Our data indicate that routine procedures, depending on their invasiveness, cause a decrease in respiration in response to restraint for the duration of the procedure and then for as long as 24 h afterward. This feature differs between sexes, in that the changes in minute volume of female mice are different from those of male mice. Our results show that the effects of the procedures are manifested in a more acute and less prolonged manner in female mice than in male mice. Studies^{23, 24} have shown that stress levels are greater in male than in female mice and rats, even when the male rodents are kept in littermate groups. This difference has been attributed to hierarchical competition, social defeat, and submission²³ in male rodents, whereas in female rodents, agonistic interactions are relatively infrequent.²⁴ Considering this information, the differences in respiratory response to routine procedures between sexes as they manifest in our results are explainable as yet another form of physiologic dimorphism.

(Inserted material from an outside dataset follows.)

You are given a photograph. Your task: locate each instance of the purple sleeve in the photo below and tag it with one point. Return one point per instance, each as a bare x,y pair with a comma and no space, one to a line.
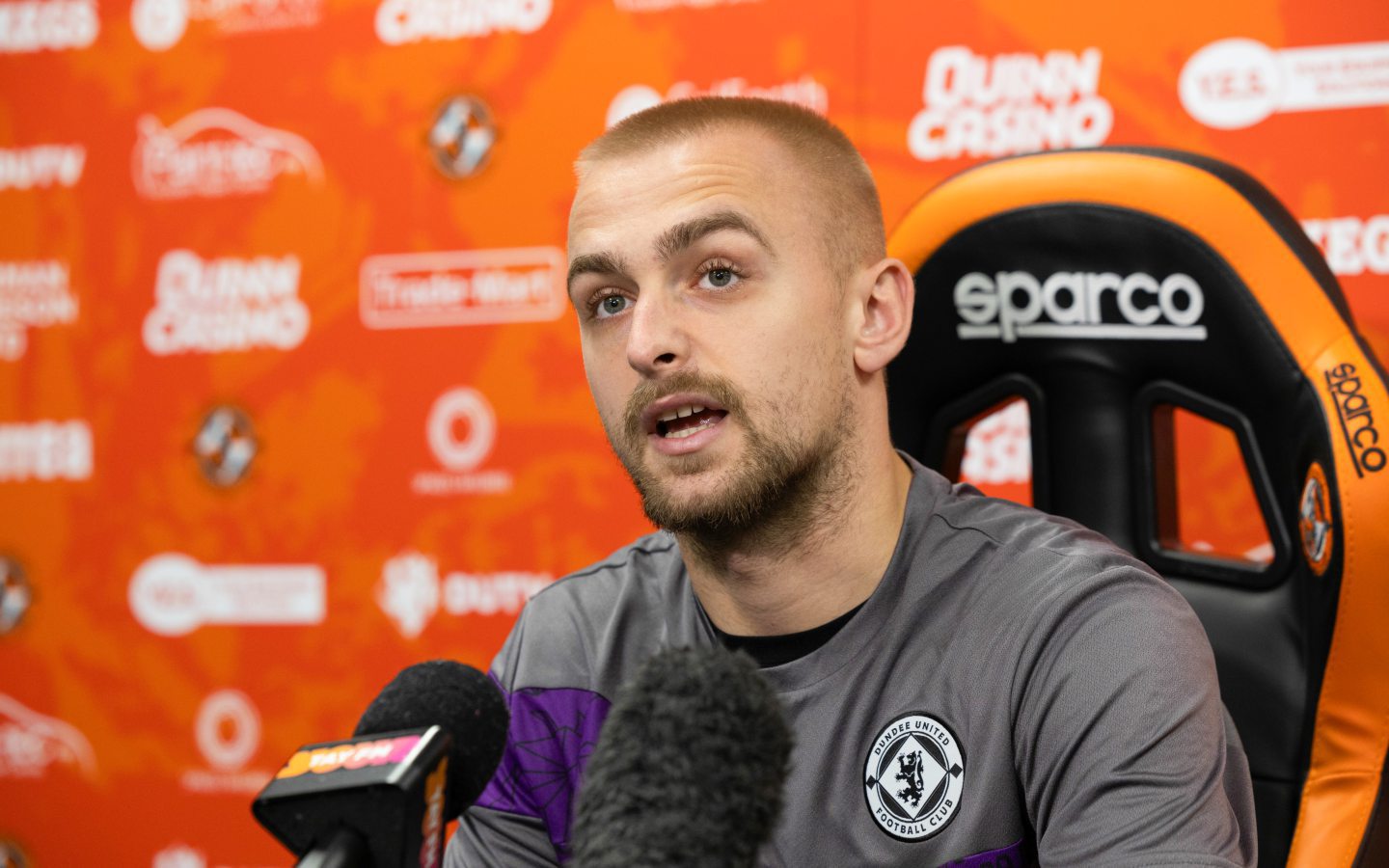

In conclusion, our results further underscore the necessity of considering the impact of routine procedures in the experimental design and point out that the recording of respiratory values in mice should be postponed for at least 24 h after ear marking, tail vein bleeding, retroorbital bleeding, and tail clipping to prevent their interference with experimental results. Minute volume may be useful as an indirect assessment of the stress response in F1h mice and perhaps other strains of mice, with the reminder that the stress response differs between strains.^11,14,18,37 Whole-body plethysmography is a valuable tool for assessing respiratory values, but it should be used with care and consideration of the method's limitations.^7,17 Our data show that routine procedures change respiratory parameters in laboratory mice and suggest that stress responses can perhaps be investigated by plethysmography.